The factor markets in agriculture represent some of the most frozen parts of our economy, where time seems to have stood still since roughly the first decade after Independence. In the case of land, tenancies were abolished along with dismantling of the zamindari system in practically all states by the 1950s. But the result is that informal tenancies flourish and with no legal protection to tenants. There is data showing that the majority of farmers leasing in land now are small and marginal cultivators, who together constitute some 85 per cent of all holdings. The absence of a legal land lease market has hurt these cultivators the most. Lack of tenancy documentation deprives them of access to subsidised formal crop credit, insurance, power and other inputs, while restricting their ability to absorb new productivity-enhancing technologies.

Coming to labour, while this is an area generally seen to be fraught with high risks for reform, the situation of rural labour markets is all the more primitive. While governments have promoted the use of modern technology in seeds and other inputs, they have shied away from unleashing the full power of farm mechanisation. While the underlying motive may be the fear of displacing labour – not borne out on the ground, where the reality is one of growing scarcity and non-availability during the peak agricultural season – the ultimate cost has been farm productivity: Our yields in most crops are around half of China’s. Small and marginal cultivators have again been the worst sufferers. They cannot hope to own modern farm equipment and are also unable to access these in the absence of custom hiring centres.

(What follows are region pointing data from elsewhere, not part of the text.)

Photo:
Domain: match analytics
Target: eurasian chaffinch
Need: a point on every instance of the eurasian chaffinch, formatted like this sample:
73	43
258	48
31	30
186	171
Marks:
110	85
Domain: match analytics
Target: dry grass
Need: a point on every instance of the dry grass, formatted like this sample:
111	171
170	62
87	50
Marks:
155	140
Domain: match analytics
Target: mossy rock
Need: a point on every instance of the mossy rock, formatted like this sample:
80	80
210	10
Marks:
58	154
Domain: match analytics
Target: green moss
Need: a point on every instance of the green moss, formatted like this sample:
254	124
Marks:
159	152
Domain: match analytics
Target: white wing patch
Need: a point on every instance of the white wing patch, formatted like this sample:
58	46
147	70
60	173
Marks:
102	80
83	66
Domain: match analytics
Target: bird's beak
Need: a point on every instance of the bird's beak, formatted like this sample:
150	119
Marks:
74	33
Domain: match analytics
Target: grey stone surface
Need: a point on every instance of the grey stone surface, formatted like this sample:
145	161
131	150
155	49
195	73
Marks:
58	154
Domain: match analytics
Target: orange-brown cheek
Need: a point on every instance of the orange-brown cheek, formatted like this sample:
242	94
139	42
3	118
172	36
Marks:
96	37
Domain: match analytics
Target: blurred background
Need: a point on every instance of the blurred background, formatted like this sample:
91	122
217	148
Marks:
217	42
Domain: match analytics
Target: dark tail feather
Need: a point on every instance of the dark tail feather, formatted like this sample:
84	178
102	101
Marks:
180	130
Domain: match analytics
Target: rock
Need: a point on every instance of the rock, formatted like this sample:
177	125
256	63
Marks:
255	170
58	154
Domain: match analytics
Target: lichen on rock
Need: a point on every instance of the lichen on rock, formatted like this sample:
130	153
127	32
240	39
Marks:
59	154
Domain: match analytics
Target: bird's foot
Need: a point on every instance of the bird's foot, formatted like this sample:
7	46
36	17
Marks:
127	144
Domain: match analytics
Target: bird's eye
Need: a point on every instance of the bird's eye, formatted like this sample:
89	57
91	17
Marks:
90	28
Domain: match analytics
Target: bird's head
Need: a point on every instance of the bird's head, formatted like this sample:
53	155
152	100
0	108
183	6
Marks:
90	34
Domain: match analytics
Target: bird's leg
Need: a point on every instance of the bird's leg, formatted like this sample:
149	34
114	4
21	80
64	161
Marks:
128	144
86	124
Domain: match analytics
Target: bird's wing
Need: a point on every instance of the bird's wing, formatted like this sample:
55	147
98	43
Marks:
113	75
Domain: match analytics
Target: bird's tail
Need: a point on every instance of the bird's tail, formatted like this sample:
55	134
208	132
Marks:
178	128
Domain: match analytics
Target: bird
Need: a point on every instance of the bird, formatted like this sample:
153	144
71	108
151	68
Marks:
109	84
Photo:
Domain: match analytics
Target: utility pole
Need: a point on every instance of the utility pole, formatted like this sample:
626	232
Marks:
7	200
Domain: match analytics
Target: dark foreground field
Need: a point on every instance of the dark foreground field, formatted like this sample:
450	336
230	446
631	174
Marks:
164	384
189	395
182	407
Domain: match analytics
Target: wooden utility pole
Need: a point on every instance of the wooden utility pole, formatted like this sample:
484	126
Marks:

With regard to capital, the Situational Survey of Agriculture for 2013 revealed that only 60 per cent farmers could avail of credit from formal financial institutions, whether banks or cooperative credit societies. In the case of small and marginal farmers, about 85 per cent are still dependent on the village moneylender and informal credit markets, where interest rates start at 24 per cent per annum. No wonder, the survey also showed 52 per cent of all agricultural households in India to be indebted, with Andhra Pradesh (92.9 per cent), Telangana (89.1 per cent) and Tamil Nadu (82.5 per cent) topping the charts.

Linked to these is the role of the other two elements. The stark reality is that rural commercial capital — personified by the large landowner, the moneylender and the mandi commission agent/trader — still dominates the farm credit sector. This form of capital is inherently risk-averse, only seeking to reproduce itself. It courts political patronage to resist any reform or entry of competitors. The entrenched power of rural commercial capital probably explains how even the most tentative and limited of marketing reforms, initiated now and then, have got thwarted in most states.

The impact of globalisation, too, needs to be looked at against this backdrop of rigid factor markets and primitive rural commercial capital. Integration of a few commodities such as cotton, soyabean, rice and high-value fruits and vegetables into global value chains has exposed large number of farm households to price volatility and risks, which they can neither understand nor control. More importantly, the safeguards and instruments available to producers in more developed markets — futures, hedging or even risk insurance — aren’t accessible to farmers here. The result can be widespread distress (as in the case of cotton when it went through a global downturn after 2013), fuelling the notion that all reform in agriculture is risky and dangerous.

China’s example shows that reforms in the primary sector have to begin with the basic factor markets. The farming community must taste the benefits of reforms first in its immediate neighbourhood — through easier land leasing laws, affordable and timely credit and other financial services, and also access to inputs, mechanisation and transparent markets. That would help build a constituency to support a larger and longer term agenda for reform in agriculture, including rationalisation of subsidies. Policy makers seeking quick solutions through ad hoc, surface-level interventions will only come to grief.